Population Health and Quality Improvement


Quality improvement and population health are two pivotal focus areas for transforming health care that allows health centers to participate in value-based care and contracting. The Michigan Primary Care Association engages in initiatives and partnerships that support health centers in enhancing patient centered care. This enables the association to provide training and technical assistance to member health centers through peer networks, webinars, learning collaboratives, one-on-one support and other in-person events.

Highlighted Topics

The Quality Improvement Directors Peer Network provides education, training and resources to support quality leaders with the incorporation of value transformation into their quality improvement plans. As a part of the network, members can participate in QIDN meetings, acquire resources, and share in a peer-to-peer setting.

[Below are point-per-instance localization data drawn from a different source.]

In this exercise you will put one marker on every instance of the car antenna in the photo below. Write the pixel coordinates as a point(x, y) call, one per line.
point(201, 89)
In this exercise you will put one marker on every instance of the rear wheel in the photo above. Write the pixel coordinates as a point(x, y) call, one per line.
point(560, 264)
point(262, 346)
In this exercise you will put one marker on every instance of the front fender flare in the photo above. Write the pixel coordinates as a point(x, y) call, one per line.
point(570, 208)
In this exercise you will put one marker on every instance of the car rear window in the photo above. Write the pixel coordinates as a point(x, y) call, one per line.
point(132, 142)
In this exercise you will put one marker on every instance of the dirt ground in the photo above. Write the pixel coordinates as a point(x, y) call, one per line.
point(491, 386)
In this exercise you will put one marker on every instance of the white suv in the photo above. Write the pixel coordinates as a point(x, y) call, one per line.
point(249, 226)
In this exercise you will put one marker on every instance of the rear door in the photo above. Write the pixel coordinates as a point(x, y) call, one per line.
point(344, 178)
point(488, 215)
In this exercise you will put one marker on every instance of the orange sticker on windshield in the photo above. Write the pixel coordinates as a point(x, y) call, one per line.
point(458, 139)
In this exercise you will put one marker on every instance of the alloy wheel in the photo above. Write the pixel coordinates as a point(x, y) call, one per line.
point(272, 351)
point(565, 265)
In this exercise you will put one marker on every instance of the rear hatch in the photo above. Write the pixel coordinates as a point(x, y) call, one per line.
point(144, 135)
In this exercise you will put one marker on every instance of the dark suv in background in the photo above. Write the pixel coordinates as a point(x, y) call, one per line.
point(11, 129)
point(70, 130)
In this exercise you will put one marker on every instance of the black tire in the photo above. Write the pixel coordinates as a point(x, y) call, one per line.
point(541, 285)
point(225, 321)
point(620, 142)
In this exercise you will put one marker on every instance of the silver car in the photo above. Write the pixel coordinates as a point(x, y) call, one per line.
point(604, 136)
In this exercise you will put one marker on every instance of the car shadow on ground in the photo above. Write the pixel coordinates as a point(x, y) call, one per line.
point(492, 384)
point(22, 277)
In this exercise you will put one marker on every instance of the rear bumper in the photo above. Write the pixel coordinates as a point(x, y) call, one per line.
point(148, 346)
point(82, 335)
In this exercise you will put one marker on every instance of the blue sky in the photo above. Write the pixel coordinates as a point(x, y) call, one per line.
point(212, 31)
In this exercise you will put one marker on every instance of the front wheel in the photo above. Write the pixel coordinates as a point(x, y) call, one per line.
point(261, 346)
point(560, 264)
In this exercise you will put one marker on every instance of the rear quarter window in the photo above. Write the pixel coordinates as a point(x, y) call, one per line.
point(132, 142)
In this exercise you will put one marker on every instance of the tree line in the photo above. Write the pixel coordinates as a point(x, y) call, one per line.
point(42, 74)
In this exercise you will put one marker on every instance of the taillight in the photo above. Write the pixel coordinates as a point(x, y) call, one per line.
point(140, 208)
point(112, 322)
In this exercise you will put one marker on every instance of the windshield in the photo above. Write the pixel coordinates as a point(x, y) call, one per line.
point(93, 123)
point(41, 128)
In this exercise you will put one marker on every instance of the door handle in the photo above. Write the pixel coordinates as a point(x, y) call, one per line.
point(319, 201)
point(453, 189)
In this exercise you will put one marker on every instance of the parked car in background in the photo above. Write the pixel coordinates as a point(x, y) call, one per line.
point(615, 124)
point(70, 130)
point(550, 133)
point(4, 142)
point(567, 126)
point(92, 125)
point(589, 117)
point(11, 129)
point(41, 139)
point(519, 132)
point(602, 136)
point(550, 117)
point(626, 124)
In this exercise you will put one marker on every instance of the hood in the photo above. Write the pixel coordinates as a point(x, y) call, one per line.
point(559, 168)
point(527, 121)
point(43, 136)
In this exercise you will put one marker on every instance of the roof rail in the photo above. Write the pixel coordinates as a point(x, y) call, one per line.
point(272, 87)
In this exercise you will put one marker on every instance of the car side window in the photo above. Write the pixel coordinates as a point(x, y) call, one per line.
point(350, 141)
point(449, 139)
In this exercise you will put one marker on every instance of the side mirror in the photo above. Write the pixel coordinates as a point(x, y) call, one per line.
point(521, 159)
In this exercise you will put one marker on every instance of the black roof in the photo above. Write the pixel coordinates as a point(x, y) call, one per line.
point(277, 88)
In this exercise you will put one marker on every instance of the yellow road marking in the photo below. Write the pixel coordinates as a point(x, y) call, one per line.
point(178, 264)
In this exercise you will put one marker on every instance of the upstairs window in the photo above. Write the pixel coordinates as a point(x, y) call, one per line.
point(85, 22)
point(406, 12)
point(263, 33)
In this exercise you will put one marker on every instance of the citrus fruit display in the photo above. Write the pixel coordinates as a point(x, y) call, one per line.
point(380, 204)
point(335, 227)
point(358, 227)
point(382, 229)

  • Patient Centered Medical Home – 98 percent of the Michigan community health centers have achieved PCMH recognition or accreditation through the National Committee for Quality Assurance, Accreditation Association for Ambulatory Health, or Joint Commission.

The association’s population health initiatives are chosen based upon the goal of improving health outcomes for  at-risk and chronic disease patient populations served by member health centers.

  • National Kidney Foundation of Michigan Partnership on the Morris Hood III Chronic Kidney Disease and COVID-19 Complications Prevention Initiative – The primary objectives of this initiative are to increase the number of people with diabetes and/or hypertension that are screened and managed for kidney disease and to understand the risk between chronic kidney disease and Covid-19.
  • American Medical Association MAP BP Partnership – Through the clinical implementation of this framework health centers can work to ensure they are obtaining accurate BP measurements to diagnosis and assess control of patients with hypertension, that their medical providers are initiating and intensifying evidence-based treatment and that all care team members are engaging patients in the self-management of their hypertension.
  • NACHC Million Hearts Improving BP Control in African Americans Quality Improvement Projectthe MPCA has engaged health center project teams to improve blood pressure control in African Americans. Teams focus on achieving bold collective and individual organization improvement goals using the following strategies: Increasing frequency of touchpoints, intensifying medications, addressing medication adherence and using self-measured blood pressure as a tool for hypertension management.
  • CDC 1815 Partnership – The goal of this partnership is to further the goals of serving populations in need, particularly racial and ethnic minorities, and Medicaid beneficiaries. MPCA’s work has included activities that promote the prevention, management and treatment of diabetes and hypertension.